Summary of Key Findings: Once I converted my data, I was able to find the percentage of male employees which helped me create my bar graph. The graph I created titled “Gender Diversity in Computer Support Specialist Jobs” shows the gender gap between men and women in this occupation. I believe this graph shows the stereotypical difference between men and women representation in male-dominated fields. It is alarming to see how this gap has not closed over time, especially now when movements of feminism have been more prominent and women have been advocating for equal pay and equal employment as men.

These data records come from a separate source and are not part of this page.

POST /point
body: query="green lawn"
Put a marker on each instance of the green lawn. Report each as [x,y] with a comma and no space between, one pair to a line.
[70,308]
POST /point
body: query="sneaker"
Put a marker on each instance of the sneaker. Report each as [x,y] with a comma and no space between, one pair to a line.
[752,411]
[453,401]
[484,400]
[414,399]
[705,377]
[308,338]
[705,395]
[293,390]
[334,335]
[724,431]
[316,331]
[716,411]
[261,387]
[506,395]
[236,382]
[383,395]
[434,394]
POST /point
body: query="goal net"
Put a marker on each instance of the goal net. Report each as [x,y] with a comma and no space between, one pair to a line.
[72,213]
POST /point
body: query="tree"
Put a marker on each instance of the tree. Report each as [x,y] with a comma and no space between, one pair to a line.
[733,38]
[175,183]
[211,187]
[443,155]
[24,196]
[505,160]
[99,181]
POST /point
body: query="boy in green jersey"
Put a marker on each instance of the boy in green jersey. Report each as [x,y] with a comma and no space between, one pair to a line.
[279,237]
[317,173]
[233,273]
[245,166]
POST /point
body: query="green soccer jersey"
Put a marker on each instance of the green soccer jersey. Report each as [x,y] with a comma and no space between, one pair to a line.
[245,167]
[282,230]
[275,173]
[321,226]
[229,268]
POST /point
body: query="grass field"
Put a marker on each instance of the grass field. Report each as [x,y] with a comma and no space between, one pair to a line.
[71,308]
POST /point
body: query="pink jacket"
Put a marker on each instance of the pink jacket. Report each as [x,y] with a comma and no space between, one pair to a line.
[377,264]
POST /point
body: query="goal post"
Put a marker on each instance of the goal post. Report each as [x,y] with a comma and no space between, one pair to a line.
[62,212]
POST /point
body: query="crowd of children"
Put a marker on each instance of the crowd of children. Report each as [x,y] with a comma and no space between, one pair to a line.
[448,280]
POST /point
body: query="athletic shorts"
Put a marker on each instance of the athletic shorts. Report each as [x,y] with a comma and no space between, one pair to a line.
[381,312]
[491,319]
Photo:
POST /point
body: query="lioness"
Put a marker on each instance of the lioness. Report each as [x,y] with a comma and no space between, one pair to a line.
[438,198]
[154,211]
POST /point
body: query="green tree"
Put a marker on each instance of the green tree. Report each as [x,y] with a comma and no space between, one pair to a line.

With the gap being about a 40% gap each year in the computer support specialist jobs between men and women, it can bring attention to outsiders just how large the gap really is, since most people are aware there is a gap but are not aware as to how large it really is. My key findings give a visual of the gap and hopefully when people become aware of the gap, reform will come and the gap can decrease. It also brings to light the lack of diversity, equity, and inclusion between genders and not just races as I showed in my other chart.